Un rapport d’enquête explosif de la Haute Autorité de Lutte contre la Corruption et les Infractions Assimilées (HALCIA) sur la Douane est resté sans suite. Par qui et pourquoi ce scandale a-t-il été étouffé ? Récit d’un mystère d’État.
La transparence en trompe-l’œil
Quelque dix-sept (17) mois après sa prise de fonction, l’on peut légitimement s’interroger sur la sincérité du président de la République quant à son serment : « […] je voudrais dire clairement ici que quiconque a une responsabilité dans l’administration publique répondra désormais tout seul et entièrement de ses actes. Son parti politique, sa “base’’, sa famille, sa communauté ne lui seront d’aucun secours au cas où son comportement devrait commander une mesure coercitive à son encontre. » Il y a lieu de dire qu’en matière de lutte contre la corruption, Bazoum Mohamed n’a fait aucune prise de taille. Sur l’affaire dite ‘’Ibou Karadjé’’, sans pour autant préjuger de son issue, les Nigériens demeurent septiques, pour ainsi dire. L’opinion publique, dans sa grande majorité, est convaincue qu’il ne s’agit que d’un semblant d’assainissement, les gros poissons sont passés entre les mailles du filet. ‘’Ibou Karadjé’’ et consorts constituent du menu fretin piégé dans les nasses de la justice. À quand le réveil de Bazoum Mohamed pour une véritable chasse aux pilleurs de deniers publics ? C’est la question sur toutes les lèvres.
Des milliards FCFA manquent à l’appel
Dans plusieurs de ses adresses à la Nation, Bazoum Mohamed dit avoir « donné plein pouvoir à la Haute Autorité de Lutte contre la Corruption et les Infractions Assimilées (HALCIA) » afin de « promouvoir une gouvernance de nature à favoriser le progrès de notre pays et lui assurer sa stabilité. » Force est d’admettre que les seuls ‘’faits d’armes’’ de la HALCIA sous la Renaissance 3 restent et demeurent la traque de quelques sombres tricheurs lors des examens et concours. Pas plus. Pourtant, on ne peut accuser l’institution d’inertie. La HALCIA mène des enquêtes jusque dans les moindres rouages de l’État.
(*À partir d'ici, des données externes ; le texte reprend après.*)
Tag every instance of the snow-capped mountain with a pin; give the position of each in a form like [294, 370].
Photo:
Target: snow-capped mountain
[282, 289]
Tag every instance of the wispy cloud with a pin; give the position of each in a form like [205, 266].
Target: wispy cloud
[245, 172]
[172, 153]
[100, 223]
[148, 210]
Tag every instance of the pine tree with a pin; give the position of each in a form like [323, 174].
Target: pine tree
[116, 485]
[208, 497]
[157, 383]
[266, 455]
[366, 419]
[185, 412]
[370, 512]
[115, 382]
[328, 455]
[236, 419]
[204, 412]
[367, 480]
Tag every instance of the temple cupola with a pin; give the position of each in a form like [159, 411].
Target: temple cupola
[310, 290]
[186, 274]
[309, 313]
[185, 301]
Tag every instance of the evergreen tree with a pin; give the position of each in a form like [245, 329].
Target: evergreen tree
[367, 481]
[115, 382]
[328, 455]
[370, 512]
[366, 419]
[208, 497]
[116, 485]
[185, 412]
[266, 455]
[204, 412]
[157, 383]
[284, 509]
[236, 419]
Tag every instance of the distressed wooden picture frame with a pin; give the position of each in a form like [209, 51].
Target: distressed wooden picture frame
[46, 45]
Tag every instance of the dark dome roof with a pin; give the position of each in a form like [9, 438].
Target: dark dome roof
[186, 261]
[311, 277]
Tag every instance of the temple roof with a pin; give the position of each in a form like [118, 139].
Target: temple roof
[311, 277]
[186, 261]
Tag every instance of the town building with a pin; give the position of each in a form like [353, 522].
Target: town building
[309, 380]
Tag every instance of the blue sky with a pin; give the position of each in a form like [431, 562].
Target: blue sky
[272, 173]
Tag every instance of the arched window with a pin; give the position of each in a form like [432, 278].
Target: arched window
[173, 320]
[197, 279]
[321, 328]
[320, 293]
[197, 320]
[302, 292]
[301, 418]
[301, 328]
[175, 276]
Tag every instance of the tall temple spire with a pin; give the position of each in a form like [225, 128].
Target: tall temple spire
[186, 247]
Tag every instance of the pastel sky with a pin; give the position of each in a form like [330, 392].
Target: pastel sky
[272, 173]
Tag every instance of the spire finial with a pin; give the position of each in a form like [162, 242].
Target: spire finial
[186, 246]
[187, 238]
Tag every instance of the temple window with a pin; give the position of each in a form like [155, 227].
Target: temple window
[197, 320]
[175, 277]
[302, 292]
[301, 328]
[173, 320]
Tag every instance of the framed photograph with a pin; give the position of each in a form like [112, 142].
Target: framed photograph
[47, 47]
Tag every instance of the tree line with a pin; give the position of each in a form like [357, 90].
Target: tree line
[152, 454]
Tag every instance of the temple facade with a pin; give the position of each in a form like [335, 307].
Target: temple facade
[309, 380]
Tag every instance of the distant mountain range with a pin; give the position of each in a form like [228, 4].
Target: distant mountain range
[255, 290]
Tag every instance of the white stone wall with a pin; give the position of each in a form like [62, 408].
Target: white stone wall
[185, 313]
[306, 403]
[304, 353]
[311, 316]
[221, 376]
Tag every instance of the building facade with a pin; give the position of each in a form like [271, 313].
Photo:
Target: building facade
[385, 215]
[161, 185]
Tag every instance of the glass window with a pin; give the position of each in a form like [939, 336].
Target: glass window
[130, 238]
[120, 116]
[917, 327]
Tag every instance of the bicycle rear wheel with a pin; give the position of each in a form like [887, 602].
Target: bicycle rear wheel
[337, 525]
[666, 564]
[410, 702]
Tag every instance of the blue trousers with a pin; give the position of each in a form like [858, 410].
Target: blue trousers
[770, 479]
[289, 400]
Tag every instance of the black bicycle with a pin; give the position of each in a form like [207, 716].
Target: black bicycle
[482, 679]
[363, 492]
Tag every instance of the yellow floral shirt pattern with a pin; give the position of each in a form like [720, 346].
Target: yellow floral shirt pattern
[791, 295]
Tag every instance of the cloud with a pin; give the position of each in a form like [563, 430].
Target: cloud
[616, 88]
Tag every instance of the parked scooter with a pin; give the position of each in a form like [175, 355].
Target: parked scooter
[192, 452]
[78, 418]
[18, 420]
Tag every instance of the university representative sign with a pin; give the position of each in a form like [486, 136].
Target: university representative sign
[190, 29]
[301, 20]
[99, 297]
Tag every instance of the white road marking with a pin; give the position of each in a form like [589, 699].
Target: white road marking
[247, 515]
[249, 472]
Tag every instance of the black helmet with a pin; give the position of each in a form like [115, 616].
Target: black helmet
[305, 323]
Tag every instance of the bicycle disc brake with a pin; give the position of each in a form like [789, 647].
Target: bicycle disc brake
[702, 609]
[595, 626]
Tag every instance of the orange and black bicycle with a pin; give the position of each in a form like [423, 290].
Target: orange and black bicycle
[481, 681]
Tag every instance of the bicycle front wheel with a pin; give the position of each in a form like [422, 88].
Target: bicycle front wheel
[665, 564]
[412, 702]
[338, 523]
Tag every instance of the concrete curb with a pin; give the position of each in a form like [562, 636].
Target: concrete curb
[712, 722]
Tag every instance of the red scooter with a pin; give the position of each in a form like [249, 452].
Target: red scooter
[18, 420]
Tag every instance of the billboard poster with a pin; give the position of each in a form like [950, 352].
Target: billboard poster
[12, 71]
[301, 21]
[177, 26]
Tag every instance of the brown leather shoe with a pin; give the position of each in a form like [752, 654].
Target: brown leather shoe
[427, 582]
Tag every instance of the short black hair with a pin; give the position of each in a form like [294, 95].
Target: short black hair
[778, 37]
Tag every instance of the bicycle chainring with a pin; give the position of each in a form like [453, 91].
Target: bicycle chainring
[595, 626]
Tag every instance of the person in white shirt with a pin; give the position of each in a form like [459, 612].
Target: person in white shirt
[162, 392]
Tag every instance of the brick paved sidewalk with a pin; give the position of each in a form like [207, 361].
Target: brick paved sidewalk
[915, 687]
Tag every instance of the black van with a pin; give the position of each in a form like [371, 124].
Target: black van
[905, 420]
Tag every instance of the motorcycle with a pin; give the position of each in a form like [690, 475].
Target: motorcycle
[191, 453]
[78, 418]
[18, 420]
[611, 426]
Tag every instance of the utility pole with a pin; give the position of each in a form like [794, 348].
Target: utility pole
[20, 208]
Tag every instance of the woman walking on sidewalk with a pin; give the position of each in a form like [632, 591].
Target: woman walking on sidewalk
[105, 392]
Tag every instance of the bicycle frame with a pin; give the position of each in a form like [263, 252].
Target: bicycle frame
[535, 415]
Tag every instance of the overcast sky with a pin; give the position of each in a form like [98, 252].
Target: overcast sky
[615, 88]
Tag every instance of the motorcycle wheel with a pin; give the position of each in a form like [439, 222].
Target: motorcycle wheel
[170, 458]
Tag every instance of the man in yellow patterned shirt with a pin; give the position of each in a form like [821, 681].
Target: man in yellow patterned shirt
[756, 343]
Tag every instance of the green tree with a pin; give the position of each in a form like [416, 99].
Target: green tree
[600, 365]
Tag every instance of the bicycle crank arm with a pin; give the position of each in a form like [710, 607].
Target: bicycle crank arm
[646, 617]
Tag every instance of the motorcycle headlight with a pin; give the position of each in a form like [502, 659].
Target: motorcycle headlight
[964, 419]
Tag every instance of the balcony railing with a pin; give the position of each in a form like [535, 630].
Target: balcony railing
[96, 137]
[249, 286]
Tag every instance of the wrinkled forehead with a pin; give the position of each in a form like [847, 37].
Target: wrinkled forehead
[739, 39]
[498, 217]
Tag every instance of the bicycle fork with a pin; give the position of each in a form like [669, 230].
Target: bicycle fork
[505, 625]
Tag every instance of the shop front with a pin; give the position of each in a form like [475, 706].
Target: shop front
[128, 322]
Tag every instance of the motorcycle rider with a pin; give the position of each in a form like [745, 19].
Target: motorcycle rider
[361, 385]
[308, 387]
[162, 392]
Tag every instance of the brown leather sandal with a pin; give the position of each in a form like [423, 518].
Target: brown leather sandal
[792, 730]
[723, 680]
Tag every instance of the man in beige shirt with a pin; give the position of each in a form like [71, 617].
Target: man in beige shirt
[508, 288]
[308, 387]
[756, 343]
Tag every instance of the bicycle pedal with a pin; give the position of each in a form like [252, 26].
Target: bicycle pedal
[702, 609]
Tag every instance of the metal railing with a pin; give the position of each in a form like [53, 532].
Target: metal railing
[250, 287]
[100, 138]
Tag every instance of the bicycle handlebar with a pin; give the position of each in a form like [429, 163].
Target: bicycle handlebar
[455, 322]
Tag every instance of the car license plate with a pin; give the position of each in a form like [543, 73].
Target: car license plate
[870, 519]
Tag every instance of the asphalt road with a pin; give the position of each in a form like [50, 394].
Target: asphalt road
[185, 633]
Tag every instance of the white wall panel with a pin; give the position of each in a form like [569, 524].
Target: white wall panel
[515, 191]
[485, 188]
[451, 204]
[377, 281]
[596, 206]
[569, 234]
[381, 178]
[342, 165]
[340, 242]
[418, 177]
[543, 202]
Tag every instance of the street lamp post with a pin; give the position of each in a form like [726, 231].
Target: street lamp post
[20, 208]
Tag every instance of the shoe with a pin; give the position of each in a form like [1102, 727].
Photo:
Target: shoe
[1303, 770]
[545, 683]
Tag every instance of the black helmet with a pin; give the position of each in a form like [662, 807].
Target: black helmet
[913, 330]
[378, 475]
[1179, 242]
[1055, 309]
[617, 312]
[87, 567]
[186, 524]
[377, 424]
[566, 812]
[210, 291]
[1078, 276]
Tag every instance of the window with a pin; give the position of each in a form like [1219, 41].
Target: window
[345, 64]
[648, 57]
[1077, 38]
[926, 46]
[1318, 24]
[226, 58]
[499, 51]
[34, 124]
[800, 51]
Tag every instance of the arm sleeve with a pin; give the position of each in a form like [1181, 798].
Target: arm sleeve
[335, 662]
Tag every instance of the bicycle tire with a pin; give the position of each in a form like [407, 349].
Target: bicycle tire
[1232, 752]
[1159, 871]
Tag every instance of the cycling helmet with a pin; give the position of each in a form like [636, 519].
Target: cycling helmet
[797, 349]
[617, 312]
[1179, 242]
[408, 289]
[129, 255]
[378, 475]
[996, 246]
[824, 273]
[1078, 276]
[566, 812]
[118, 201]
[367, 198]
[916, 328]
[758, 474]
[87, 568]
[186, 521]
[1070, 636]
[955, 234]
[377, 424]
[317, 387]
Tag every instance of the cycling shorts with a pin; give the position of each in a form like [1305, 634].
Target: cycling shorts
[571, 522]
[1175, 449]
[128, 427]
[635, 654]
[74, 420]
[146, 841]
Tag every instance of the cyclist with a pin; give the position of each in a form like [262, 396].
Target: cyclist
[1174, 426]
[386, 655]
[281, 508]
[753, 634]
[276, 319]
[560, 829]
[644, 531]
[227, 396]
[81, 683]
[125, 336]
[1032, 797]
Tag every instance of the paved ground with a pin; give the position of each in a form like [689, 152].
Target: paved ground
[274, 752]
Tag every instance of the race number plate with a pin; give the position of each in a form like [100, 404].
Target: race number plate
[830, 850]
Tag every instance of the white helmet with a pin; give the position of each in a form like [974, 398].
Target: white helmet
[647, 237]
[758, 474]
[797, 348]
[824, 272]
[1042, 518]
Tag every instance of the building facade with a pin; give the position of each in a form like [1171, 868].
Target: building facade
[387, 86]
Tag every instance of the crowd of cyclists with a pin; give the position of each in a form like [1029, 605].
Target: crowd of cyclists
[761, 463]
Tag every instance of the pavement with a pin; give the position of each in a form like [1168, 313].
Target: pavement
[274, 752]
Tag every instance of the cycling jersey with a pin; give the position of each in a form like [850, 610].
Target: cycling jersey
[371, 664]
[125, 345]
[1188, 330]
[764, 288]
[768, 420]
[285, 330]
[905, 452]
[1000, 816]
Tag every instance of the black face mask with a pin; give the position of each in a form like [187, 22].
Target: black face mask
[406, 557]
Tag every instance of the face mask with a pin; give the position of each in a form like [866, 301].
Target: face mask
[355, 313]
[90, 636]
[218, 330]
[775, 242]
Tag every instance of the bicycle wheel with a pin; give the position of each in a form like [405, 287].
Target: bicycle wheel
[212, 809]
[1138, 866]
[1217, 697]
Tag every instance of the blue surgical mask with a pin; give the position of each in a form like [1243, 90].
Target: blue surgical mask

C’est le cas de cette série d’investigations conduite dans plusieurs services des Douanes au cours desquelles il ressort que d’énormes irrégularités ont été commises. Le montant des préjudices présumés causés à l’État serait de quelque 183 milliards FCFA. Un rapport a été rédigé par la HALCIA, et une copie a été soumise à l’appréciation du président de la République comme l’exige la procédure en la matière. La HALCIA avait même prévu un point de presse pour évoquer publiquement cette affaire. Seulement, ce rendez-vous avec les médias n’a jamais eu lieu. Le dossier a-t-il été étouffé, sans autres explications ?
Qui a débranché la machine ?
Bazoum Mohamed est bel et bien au courant de ce scandale financier présumé. Mais contrairement au cas ‘’Ibou Karadjé’’, le président de la République est resté muet là-dessus. A-t-il enjoint la HALCIA à sursoir à sa sortie médiatique ? Qui ne veut pas de bruits autour de ce dossier ? Qui a débranché la machine ? Le président de la HALCIA aurait-il été convoqué à la présidence de la République pour une confrontation avec des responsables de bureaux de douane accablés par le rapport ? Le mystère reste entier. La HALCIA a-t-elle été contrainte de ranger son rapport ? Les conclusions de l’enquête n’ont-elles pas résisté aux clarifications apportées par les responsables concernés de la Douane ? Le chef de l’État a-t-il préféré éteindre un feu qui risque d’embraser son régime ? Autant de questions en suspens. Une chose est certaine, Bazoum Mohamed (qui se pose en chantre de la bonne gouvernance) s’auto discrédite en acceptant ce silence autour d’une affaire aussi gravissime.